Rainwater, rain harvesting, sustainable plumbing, calgary, yyc, plumbing

Harvesting the Rain

It was a busy week at Firefly Plumbing but a good kind of busy. We spent two days at the American Rainwater Catchment Systems Association (ARCSA) boning up on some of the latest rules, regulations, and technologies relating to the harvesting and use of rainwater. With more and longer lasting droughts as well as the depletion of drinking water we felt it was important to become accredited professionals through ARCSA and become more involved in sustainable plumbing practices.

Calgary’s unpredictable weather is a perfect reason to begin catching rainwater; it gives us the opportunity to capture this free source of water and store it during the spring’s weeklong torrential downpours and use it later during our scorching hot streaks in the summer. By storing rainwater in this way we can reduce our use of city water, lowering our water bills and avoiding any water restrictions imposed by the city. With a properly sized rainwater system the days of laying a Frisbee upside down on your lawn can be a distant memory.

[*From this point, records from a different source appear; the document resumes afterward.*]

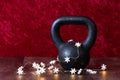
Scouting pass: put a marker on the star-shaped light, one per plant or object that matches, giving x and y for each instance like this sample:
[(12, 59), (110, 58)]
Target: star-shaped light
[(57, 58), (78, 44), (20, 70), (93, 72), (73, 71), (70, 40), (79, 71), (50, 67), (103, 67), (52, 62), (55, 70), (42, 64), (42, 70), (67, 59)]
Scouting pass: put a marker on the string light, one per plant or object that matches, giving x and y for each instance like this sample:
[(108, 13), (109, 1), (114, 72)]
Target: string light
[(40, 68), (55, 70), (67, 59)]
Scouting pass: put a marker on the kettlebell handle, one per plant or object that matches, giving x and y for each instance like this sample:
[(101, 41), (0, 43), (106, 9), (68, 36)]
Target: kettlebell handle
[(92, 31)]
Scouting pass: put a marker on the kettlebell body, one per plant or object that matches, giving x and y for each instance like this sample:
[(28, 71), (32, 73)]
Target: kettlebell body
[(73, 54)]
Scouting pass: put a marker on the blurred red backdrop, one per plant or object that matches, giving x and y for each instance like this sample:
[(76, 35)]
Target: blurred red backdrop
[(25, 26)]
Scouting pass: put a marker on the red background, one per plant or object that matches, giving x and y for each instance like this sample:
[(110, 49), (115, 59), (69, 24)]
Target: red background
[(25, 26)]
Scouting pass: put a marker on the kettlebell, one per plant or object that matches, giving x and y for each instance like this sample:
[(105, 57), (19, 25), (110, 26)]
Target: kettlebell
[(73, 54)]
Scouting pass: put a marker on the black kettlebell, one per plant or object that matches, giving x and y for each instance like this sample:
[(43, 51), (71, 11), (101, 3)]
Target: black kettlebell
[(73, 54)]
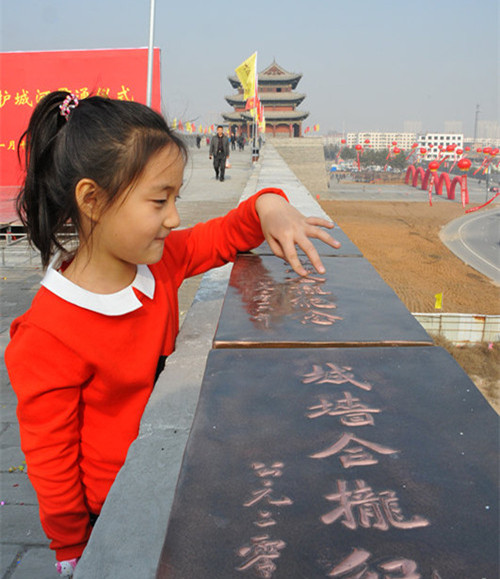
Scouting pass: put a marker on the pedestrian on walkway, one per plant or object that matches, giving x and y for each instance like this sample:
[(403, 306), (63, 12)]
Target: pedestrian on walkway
[(84, 358), (219, 150)]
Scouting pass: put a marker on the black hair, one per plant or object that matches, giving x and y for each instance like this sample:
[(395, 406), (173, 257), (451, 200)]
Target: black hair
[(108, 141)]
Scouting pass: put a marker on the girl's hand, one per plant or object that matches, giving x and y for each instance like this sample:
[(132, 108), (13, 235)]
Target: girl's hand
[(283, 227), (67, 568)]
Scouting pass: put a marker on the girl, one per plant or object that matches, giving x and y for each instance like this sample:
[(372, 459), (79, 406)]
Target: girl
[(84, 358)]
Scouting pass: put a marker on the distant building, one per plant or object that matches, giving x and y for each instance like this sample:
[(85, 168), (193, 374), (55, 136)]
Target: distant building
[(432, 141), (276, 92), (381, 141)]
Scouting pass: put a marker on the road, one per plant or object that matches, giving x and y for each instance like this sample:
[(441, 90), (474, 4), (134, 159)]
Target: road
[(475, 239)]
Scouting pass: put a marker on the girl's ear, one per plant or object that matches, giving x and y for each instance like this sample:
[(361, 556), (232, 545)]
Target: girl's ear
[(88, 198)]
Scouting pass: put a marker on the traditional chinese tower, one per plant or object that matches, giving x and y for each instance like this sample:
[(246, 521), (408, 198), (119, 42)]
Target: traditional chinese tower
[(276, 93)]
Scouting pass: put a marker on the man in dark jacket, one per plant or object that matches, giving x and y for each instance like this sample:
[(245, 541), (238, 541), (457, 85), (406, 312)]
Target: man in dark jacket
[(219, 150)]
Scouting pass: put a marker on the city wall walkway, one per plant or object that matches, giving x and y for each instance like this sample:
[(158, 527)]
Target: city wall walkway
[(128, 538)]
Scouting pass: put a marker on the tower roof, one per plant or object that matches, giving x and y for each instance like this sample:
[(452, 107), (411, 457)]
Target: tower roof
[(274, 74), (268, 98)]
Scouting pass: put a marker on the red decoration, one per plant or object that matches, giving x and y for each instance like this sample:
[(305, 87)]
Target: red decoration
[(464, 164)]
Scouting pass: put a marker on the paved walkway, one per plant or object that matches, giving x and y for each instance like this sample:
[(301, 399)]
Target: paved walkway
[(24, 552), (135, 515)]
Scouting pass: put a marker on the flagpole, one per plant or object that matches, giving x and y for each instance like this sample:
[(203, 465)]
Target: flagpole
[(150, 53), (255, 155)]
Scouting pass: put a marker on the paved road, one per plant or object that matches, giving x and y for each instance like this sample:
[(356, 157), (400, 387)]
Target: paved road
[(475, 239)]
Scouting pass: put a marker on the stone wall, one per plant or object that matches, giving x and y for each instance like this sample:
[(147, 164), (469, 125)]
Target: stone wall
[(306, 158)]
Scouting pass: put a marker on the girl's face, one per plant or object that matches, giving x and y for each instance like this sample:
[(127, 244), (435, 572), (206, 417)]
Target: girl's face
[(133, 229)]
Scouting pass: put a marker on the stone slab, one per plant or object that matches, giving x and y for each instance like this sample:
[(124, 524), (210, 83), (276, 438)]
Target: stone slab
[(268, 304), (366, 462)]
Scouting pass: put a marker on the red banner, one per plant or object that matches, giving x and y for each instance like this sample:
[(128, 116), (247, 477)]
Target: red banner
[(25, 77)]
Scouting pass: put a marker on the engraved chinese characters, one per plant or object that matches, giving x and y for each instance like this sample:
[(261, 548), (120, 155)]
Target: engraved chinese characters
[(346, 463), (267, 303)]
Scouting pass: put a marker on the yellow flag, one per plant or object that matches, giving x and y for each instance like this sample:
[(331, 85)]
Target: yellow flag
[(246, 73)]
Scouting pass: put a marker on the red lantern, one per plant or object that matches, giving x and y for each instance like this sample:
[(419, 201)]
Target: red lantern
[(464, 164)]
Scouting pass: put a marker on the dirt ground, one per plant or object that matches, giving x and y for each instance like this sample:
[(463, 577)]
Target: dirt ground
[(401, 240)]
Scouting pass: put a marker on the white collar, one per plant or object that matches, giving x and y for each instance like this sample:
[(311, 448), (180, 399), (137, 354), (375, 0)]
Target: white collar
[(117, 304)]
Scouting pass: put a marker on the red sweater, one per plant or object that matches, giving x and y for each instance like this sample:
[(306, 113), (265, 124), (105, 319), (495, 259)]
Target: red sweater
[(83, 368)]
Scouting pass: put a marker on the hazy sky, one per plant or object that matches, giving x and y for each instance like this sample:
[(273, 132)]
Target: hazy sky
[(366, 64)]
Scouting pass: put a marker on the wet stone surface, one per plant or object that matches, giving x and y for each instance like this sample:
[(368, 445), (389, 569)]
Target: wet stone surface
[(366, 462), (267, 303)]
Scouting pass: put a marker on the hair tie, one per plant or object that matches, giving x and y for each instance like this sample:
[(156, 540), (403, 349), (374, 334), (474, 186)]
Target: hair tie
[(70, 102)]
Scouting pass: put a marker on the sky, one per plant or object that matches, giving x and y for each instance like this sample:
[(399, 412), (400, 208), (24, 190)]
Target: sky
[(367, 65)]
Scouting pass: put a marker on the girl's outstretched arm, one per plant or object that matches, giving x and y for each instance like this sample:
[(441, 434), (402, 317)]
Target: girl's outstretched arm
[(284, 226)]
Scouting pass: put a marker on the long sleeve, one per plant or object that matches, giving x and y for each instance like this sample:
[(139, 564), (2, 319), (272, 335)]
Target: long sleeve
[(50, 425), (218, 241)]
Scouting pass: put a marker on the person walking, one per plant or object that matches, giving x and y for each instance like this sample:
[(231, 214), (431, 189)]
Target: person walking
[(84, 358), (219, 150)]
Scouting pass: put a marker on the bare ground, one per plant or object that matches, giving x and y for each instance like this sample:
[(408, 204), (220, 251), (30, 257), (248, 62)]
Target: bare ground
[(401, 240)]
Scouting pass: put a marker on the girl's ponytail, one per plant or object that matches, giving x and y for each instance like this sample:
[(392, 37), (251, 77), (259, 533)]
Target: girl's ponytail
[(108, 141), (44, 204)]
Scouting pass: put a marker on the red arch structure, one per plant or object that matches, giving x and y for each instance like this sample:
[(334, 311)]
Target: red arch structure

At the moment rainwater can only be used in Alberta for irrigation and for use with toilets. Cities continue to place more and more restrictions on water use and with the depletion of potable water you can be sure that rainwater harvesting will become a big part of the solution.  Cities such as Okotoks have already imposed heavy restrictions on water use in the summer months including purchasing a permit to use water during certain days of the week for gardening purposes. The potential per season catchment if you were to use only the roof of a standard 20’ x 25’ detached garage to catch rainwater in Calgary could be up to 3,366 gallons or roughly 12,741 liters. Not too shabby for something the city can’t put a meter on.